If you paid any attention to what the talking heads driving the culture war discourse in the US have openly said about what they have been doing, it's obvious that the "culture war" is about as much the fault of progressives as the Ukraine war is the fault of Ukraine. "DEI" and "wokism" is just the current designated battleground after drag queens, "CRT", "BLM" and masks/vaccines. The goal is to frame non-issues as apocalyptic imminent threats in order to create political momentum for otherwise unpopular politics of rolling back civil justice advancements (e.g. gay rights, reproductive rights, Black rights, women's rights).
War does not lead to technological progress. War accelerates technological progress. A majority of groundbreaking research happens outside the private sector and war economies usually see more direct state control of the economy and more state involvement in R&D, supported by heavy public spending. If you want to take a lesson from war driving technological progress, you could just do this in peace times.
It sounds like the peace time decadence is not kerfuffles over pronouns but entertaining a privatized economy concerned more with ROI for investors than contributing to a shared public effort.
> If you want to take a lesson from war driving technological progress, you could just do this in peace times.
that's exactly the point though. unless we're threatened with annihilation, or at least loss of access to valuable resources, we as humans don't seem very good at this kind of thing. we'd rather spend it on corruption, bullshit jobs, vanity projects, etc.
Not at all. I think you've confused the word "progression" with "desperation".

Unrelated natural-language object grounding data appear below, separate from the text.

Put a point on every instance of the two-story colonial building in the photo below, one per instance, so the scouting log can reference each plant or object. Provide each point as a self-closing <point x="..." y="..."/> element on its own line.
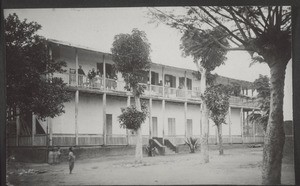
<point x="172" y="95"/>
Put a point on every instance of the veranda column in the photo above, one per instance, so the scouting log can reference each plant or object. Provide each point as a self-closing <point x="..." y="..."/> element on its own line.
<point x="127" y="131"/>
<point x="104" y="101"/>
<point x="49" y="120"/>
<point x="185" y="119"/>
<point x="150" y="105"/>
<point x="150" y="118"/>
<point x="229" y="124"/>
<point x="185" y="106"/>
<point x="253" y="129"/>
<point x="201" y="122"/>
<point x="163" y="103"/>
<point x="33" y="129"/>
<point x="163" y="119"/>
<point x="76" y="97"/>
<point x="17" y="126"/>
<point x="76" y="116"/>
<point x="242" y="124"/>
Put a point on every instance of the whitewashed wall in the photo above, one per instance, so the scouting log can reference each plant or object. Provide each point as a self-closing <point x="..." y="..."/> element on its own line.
<point x="65" y="123"/>
<point x="193" y="113"/>
<point x="288" y="93"/>
<point x="90" y="118"/>
<point x="235" y="121"/>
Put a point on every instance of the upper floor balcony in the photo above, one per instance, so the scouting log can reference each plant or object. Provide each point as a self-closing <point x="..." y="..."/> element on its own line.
<point x="157" y="91"/>
<point x="117" y="86"/>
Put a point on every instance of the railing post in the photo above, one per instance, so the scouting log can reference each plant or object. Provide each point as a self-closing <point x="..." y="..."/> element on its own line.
<point x="49" y="120"/>
<point x="76" y="67"/>
<point x="163" y="80"/>
<point x="185" y="85"/>
<point x="104" y="101"/>
<point x="163" y="103"/>
<point x="104" y="72"/>
<point x="200" y="121"/>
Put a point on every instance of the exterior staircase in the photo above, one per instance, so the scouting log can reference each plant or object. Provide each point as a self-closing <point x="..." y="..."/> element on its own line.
<point x="166" y="149"/>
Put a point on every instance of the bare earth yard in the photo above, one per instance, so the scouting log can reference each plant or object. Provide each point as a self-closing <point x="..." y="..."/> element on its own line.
<point x="237" y="167"/>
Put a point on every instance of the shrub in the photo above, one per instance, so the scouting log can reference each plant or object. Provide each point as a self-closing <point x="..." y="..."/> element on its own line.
<point x="192" y="143"/>
<point x="131" y="118"/>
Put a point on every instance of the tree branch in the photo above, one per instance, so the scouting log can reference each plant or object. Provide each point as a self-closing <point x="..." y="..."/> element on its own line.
<point x="221" y="25"/>
<point x="239" y="26"/>
<point x="255" y="29"/>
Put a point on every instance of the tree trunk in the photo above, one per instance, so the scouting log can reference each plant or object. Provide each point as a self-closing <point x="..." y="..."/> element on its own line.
<point x="204" y="120"/>
<point x="221" y="151"/>
<point x="139" y="142"/>
<point x="274" y="136"/>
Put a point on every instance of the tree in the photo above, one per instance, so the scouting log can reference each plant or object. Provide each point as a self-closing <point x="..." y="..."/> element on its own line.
<point x="265" y="32"/>
<point x="29" y="68"/>
<point x="193" y="43"/>
<point x="131" y="54"/>
<point x="262" y="85"/>
<point x="216" y="98"/>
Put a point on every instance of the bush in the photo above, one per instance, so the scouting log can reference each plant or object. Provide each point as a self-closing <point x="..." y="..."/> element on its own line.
<point x="131" y="118"/>
<point x="192" y="143"/>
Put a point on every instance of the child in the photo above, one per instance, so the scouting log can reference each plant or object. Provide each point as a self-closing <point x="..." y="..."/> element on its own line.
<point x="58" y="155"/>
<point x="71" y="159"/>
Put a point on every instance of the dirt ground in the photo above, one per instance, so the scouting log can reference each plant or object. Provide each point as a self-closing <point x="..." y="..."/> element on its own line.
<point x="236" y="167"/>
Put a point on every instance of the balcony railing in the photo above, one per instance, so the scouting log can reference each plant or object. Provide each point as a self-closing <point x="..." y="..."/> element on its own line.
<point x="240" y="101"/>
<point x="151" y="90"/>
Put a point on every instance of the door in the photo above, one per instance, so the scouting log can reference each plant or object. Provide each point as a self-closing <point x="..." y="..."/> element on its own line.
<point x="189" y="128"/>
<point x="154" y="127"/>
<point x="171" y="127"/>
<point x="109" y="124"/>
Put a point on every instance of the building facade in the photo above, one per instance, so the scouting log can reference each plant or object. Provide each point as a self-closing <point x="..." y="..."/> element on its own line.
<point x="172" y="96"/>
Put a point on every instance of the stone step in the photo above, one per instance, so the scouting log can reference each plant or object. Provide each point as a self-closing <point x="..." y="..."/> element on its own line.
<point x="169" y="151"/>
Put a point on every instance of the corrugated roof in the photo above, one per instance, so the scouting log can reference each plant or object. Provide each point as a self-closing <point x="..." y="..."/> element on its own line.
<point x="220" y="79"/>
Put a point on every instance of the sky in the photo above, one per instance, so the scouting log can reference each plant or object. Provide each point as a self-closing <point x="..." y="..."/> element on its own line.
<point x="96" y="27"/>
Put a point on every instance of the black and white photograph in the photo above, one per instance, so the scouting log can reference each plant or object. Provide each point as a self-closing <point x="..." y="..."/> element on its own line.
<point x="158" y="95"/>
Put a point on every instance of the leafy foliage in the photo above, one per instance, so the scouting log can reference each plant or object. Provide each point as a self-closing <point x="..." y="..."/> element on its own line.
<point x="256" y="29"/>
<point x="210" y="78"/>
<point x="262" y="85"/>
<point x="192" y="143"/>
<point x="151" y="149"/>
<point x="28" y="64"/>
<point x="202" y="47"/>
<point x="131" y="118"/>
<point x="216" y="98"/>
<point x="236" y="89"/>
<point x="131" y="54"/>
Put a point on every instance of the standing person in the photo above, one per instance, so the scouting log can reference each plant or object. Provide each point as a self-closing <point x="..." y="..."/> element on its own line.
<point x="71" y="159"/>
<point x="58" y="155"/>
<point x="93" y="75"/>
<point x="80" y="75"/>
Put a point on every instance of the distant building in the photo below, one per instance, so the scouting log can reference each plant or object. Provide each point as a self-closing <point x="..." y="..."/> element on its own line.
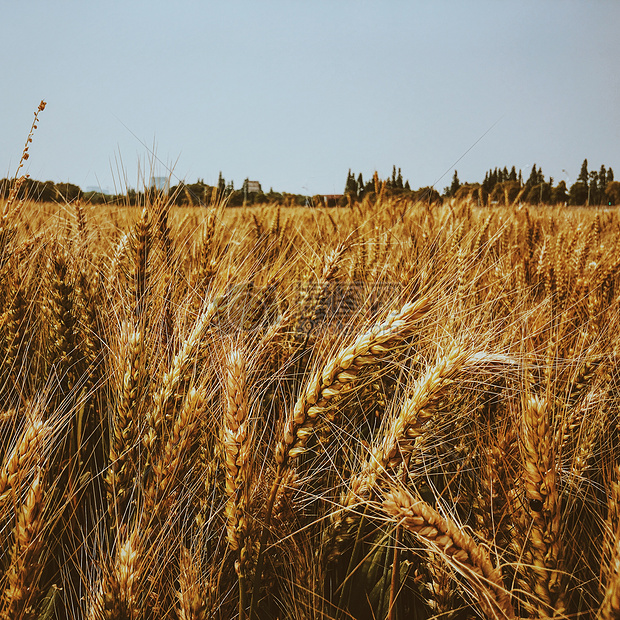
<point x="161" y="184"/>
<point x="254" y="187"/>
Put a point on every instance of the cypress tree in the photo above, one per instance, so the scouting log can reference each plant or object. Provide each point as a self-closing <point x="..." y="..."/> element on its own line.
<point x="454" y="186"/>
<point x="513" y="174"/>
<point x="583" y="175"/>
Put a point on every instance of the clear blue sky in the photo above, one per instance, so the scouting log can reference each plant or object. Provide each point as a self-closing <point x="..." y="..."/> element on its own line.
<point x="293" y="94"/>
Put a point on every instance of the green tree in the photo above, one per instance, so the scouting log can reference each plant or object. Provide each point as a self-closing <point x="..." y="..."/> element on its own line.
<point x="399" y="180"/>
<point x="513" y="174"/>
<point x="360" y="186"/>
<point x="454" y="186"/>
<point x="350" y="188"/>
<point x="583" y="174"/>
<point x="559" y="194"/>
<point x="533" y="178"/>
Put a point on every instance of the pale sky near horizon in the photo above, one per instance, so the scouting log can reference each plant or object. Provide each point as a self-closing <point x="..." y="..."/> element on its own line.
<point x="293" y="94"/>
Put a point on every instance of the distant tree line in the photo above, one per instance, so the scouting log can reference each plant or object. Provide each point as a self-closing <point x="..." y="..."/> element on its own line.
<point x="500" y="186"/>
<point x="356" y="189"/>
<point x="503" y="186"/>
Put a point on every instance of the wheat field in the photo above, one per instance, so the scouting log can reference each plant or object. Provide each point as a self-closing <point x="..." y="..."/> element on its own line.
<point x="382" y="411"/>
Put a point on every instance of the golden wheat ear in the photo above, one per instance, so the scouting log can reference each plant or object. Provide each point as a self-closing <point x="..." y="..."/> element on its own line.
<point x="450" y="542"/>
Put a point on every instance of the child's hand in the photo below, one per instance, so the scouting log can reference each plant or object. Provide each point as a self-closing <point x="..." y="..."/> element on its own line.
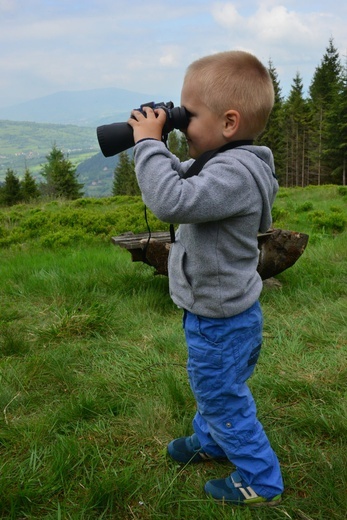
<point x="149" y="126"/>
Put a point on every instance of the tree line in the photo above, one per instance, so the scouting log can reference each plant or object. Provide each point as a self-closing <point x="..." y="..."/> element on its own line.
<point x="306" y="133"/>
<point x="59" y="180"/>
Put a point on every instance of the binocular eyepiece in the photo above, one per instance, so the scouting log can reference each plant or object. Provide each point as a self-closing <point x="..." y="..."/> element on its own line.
<point x="117" y="137"/>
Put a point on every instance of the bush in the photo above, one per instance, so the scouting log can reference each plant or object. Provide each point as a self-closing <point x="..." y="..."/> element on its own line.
<point x="306" y="206"/>
<point x="333" y="221"/>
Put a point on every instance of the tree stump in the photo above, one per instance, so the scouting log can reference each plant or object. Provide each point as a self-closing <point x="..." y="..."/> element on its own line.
<point x="278" y="250"/>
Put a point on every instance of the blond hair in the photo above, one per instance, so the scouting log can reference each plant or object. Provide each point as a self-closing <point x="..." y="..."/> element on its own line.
<point x="235" y="80"/>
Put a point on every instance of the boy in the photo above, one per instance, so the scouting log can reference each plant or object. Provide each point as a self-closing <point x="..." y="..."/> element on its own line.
<point x="213" y="262"/>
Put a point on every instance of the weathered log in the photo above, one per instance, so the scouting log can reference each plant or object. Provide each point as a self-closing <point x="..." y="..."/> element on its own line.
<point x="279" y="250"/>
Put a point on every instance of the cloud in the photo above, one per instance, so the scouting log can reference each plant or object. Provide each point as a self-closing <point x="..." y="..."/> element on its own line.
<point x="46" y="46"/>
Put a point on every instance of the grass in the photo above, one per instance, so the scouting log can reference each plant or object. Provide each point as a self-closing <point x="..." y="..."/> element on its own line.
<point x="93" y="383"/>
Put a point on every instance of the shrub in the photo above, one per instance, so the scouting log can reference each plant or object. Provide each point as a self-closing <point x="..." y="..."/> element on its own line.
<point x="333" y="221"/>
<point x="306" y="206"/>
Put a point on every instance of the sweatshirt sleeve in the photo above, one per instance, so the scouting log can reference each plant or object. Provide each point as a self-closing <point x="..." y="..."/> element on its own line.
<point x="221" y="189"/>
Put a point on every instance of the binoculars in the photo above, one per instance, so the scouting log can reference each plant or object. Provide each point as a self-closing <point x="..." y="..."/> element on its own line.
<point x="117" y="137"/>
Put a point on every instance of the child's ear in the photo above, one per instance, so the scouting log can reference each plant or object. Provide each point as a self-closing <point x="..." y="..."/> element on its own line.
<point x="231" y="123"/>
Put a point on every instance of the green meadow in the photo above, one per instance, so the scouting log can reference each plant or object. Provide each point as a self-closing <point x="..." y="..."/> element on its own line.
<point x="93" y="379"/>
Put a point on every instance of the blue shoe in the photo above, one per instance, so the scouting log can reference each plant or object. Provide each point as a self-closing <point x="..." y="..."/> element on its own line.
<point x="187" y="450"/>
<point x="233" y="491"/>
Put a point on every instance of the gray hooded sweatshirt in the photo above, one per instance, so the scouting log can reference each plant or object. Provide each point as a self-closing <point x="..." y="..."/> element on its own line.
<point x="213" y="263"/>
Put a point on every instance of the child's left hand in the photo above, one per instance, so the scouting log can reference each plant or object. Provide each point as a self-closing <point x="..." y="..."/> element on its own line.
<point x="149" y="126"/>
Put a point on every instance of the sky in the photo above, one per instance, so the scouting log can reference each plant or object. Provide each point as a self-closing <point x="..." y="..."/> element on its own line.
<point x="48" y="46"/>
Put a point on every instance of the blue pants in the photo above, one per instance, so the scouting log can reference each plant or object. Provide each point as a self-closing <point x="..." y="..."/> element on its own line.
<point x="222" y="354"/>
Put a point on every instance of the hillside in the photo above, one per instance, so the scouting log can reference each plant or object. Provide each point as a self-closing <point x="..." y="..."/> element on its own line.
<point x="83" y="108"/>
<point x="68" y="120"/>
<point x="26" y="145"/>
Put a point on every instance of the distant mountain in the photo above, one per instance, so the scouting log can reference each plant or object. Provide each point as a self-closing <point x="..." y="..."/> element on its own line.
<point x="82" y="108"/>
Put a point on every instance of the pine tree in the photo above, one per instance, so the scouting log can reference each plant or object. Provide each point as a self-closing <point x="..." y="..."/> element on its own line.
<point x="125" y="182"/>
<point x="177" y="144"/>
<point x="297" y="124"/>
<point x="60" y="175"/>
<point x="323" y="91"/>
<point x="336" y="142"/>
<point x="274" y="135"/>
<point x="29" y="187"/>
<point x="10" y="192"/>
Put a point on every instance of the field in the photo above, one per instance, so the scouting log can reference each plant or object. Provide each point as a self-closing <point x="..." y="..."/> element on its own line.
<point x="93" y="379"/>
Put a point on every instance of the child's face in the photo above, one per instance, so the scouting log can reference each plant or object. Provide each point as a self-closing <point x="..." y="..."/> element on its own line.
<point x="205" y="129"/>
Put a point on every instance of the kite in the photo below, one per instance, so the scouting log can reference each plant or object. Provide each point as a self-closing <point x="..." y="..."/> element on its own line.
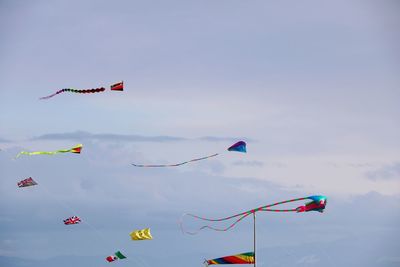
<point x="141" y="234"/>
<point x="72" y="220"/>
<point x="83" y="91"/>
<point x="243" y="258"/>
<point x="117" y="87"/>
<point x="26" y="182"/>
<point x="239" y="147"/>
<point x="76" y="149"/>
<point x="117" y="255"/>
<point x="317" y="203"/>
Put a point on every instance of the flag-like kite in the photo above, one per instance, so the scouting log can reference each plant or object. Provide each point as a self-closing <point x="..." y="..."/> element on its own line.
<point x="76" y="149"/>
<point x="117" y="255"/>
<point x="243" y="258"/>
<point x="239" y="147"/>
<point x="72" y="220"/>
<point x="26" y="182"/>
<point x="143" y="234"/>
<point x="317" y="203"/>
<point x="117" y="86"/>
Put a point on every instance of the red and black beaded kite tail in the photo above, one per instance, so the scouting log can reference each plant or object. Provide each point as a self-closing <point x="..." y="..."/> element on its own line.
<point x="239" y="216"/>
<point x="83" y="91"/>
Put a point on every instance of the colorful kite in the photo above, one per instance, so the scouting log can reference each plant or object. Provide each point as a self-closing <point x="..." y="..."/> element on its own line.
<point x="117" y="87"/>
<point x="26" y="182"/>
<point x="141" y="234"/>
<point x="239" y="147"/>
<point x="72" y="220"/>
<point x="83" y="91"/>
<point x="317" y="203"/>
<point x="76" y="149"/>
<point x="243" y="258"/>
<point x="117" y="255"/>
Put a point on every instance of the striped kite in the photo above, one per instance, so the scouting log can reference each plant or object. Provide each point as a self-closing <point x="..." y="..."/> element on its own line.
<point x="72" y="220"/>
<point x="141" y="234"/>
<point x="243" y="258"/>
<point x="117" y="255"/>
<point x="316" y="203"/>
<point x="76" y="149"/>
<point x="238" y="147"/>
<point x="26" y="182"/>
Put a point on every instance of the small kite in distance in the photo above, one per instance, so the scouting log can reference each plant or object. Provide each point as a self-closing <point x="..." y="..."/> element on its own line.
<point x="117" y="86"/>
<point x="243" y="258"/>
<point x="239" y="147"/>
<point x="72" y="220"/>
<point x="141" y="234"/>
<point x="76" y="149"/>
<point x="117" y="255"/>
<point x="26" y="182"/>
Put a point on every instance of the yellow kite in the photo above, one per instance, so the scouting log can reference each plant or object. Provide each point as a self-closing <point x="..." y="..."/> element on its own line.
<point x="141" y="234"/>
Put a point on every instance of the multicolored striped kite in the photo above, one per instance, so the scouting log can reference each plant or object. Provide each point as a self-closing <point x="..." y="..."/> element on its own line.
<point x="72" y="220"/>
<point x="118" y="86"/>
<point x="141" y="234"/>
<point x="26" y="182"/>
<point x="76" y="149"/>
<point x="117" y="255"/>
<point x="317" y="203"/>
<point x="243" y="258"/>
<point x="239" y="147"/>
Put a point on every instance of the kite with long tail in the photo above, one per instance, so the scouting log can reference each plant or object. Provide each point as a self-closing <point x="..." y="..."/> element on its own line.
<point x="238" y="147"/>
<point x="115" y="87"/>
<point x="317" y="203"/>
<point x="76" y="149"/>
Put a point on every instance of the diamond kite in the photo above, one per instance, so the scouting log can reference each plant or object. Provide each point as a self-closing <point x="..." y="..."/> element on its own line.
<point x="26" y="182"/>
<point x="117" y="87"/>
<point x="141" y="234"/>
<point x="117" y="255"/>
<point x="72" y="220"/>
<point x="239" y="147"/>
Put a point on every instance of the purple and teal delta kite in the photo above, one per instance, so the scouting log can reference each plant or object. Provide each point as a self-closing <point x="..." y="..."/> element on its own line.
<point x="238" y="147"/>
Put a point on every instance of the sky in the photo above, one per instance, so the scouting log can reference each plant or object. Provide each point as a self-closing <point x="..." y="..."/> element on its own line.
<point x="311" y="86"/>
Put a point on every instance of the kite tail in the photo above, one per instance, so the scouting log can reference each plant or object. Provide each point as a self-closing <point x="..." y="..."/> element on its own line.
<point x="84" y="91"/>
<point x="173" y="165"/>
<point x="240" y="215"/>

Killing is the most basic instinct of animals, a dog can do that if aggravated enough. In fact, a stupid strong dog can be much more violent than a smart strong dog. It's not anything advanced, really. So as war, which is just a form of mass killings.
Peace, on the other hand, is more advanced. It takes a lot effort, maneuver, calculations and compromise to make it happen.
Technological progress will happen (if not happen in a better way) without war, it could be driven by market, or people's wish etc.
War makes people desperate, so they wish to have something to keep them safe immediately, including methods/tools that makes them good at killing (formally called "Defense"). That's why we humans figured out how to build nuclear bombs BEFORE nuclear power stations.
There are also countless example on how wars halted progress. Do you know how many scientists lost their lives because of wars? How many regular people and their potentials gets destroyed because of wars? And how high the reparation could cost to repair what's lost the wars?
All and all, calling "war leads to progress" is a complete void-filled nonsensical bullshit. Kerfuffles, if keeps people safe to enjoy their lives, is way more productive than that.
What a humanity fail that stuff like this is happening.